L’enfant sage brisait mes réflexions.

– Rien, mon ange, maman lit juste une lettre.
– Et elle dit quoi, la lettre ?
– Oh, elle dit que si papa n’est pas là ce soir, il ne faudra pas s’en faire, il a pris des vacances.
– Ça veut dire que nous aussi, on est en vacances ?

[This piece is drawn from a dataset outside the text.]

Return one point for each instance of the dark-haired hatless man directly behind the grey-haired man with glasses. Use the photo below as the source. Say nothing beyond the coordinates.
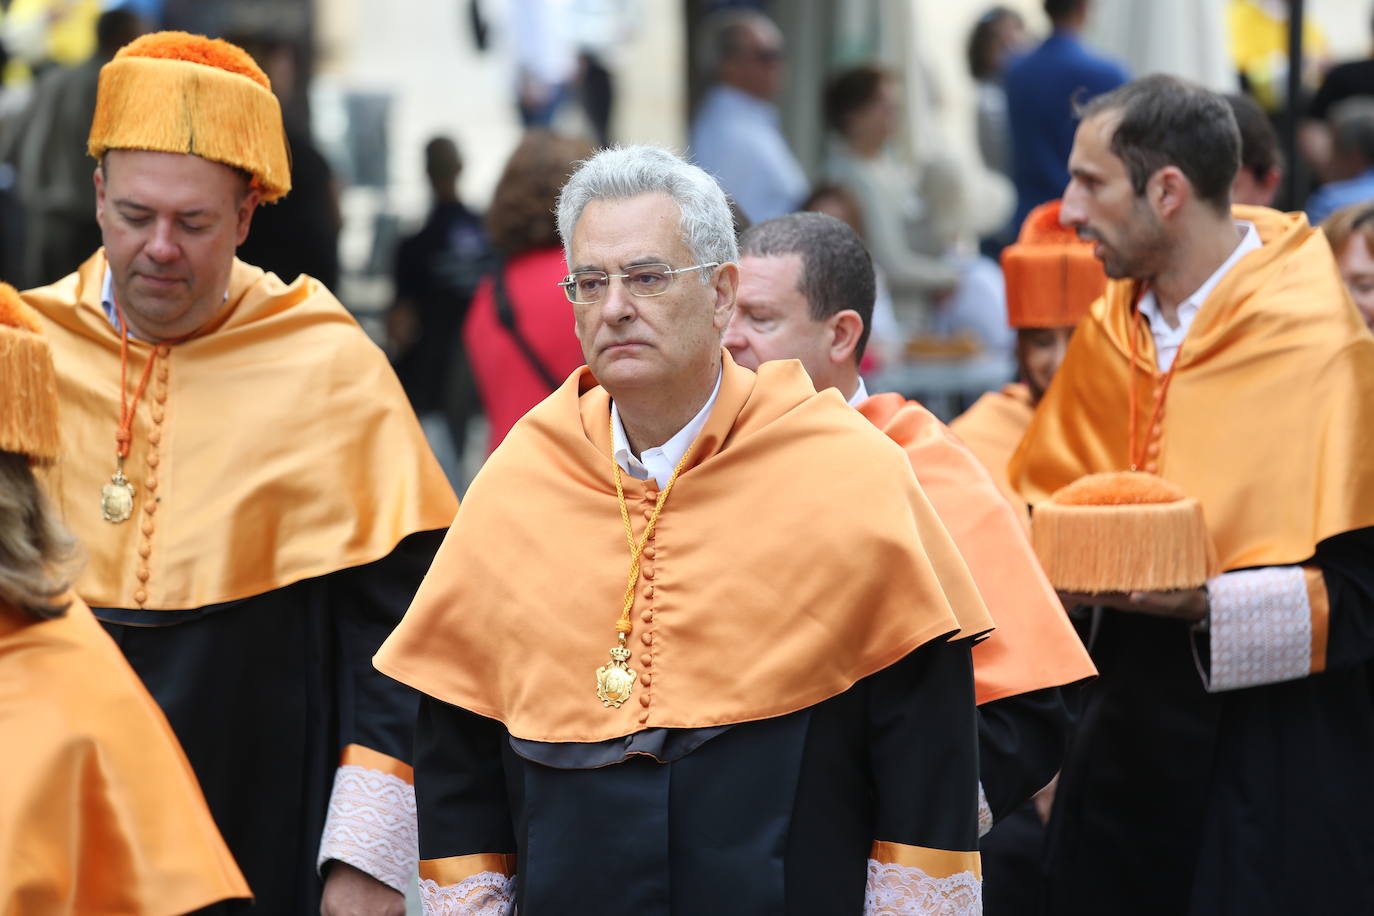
(806, 293)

Je la regardais, tendrement. Elle était la preuve d’amour qui nous avait unis. Un amour figé à jamais. Mais qui ne nous représentait plus, au présent. Donc on y était. On se sentait coupable de se dire qu’on s’aimait. C’était lâche de partir, et difficile de continuer. Mais pas de grands drames, non, pas d’assiettes brisées et encore moins de cordes vocales. L’amour s’éteint parfois dans un silence respectueux. C’était la moindre des choses après treize ans. Lycée, supérieur et vie active. Parents, amis et vie contemplative. Se satisfaire de ce qu’on a et se reposer sur ses lauriers. Les beaux lauriers qu’on aurait pu avoir si on avait décidé de tout quitter. Mais c’est nous qui nous sommes finalement quittés. Aux toujours qui privent de liberté, aux jamais qui finissent piégés par leur routine. Ève me regarda, emplie d’interrogations.

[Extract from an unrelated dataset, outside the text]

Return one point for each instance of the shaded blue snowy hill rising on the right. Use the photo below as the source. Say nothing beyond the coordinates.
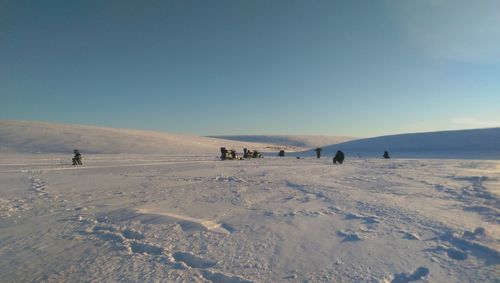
(475, 144)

– Pourquoi tu pleures, maman ? Tu n’es pas contente d’être en vacances ?

Je voulais lui dire que si, puis que non, lui dire que plus que tout, j’étais heureuse d’avoir aimé aussi fort et aussi vrai. Lui dire que pour elle, tout se surmontait. Mais elle n’avait que quatre ans. À cela, donc, j’ajoutai :

– Cette lettre, mon cœur, c’est la première page de notre nouvelle histoire.

Et encore mieux que de fuir l’amour, j’allais le transmettre jour après jour.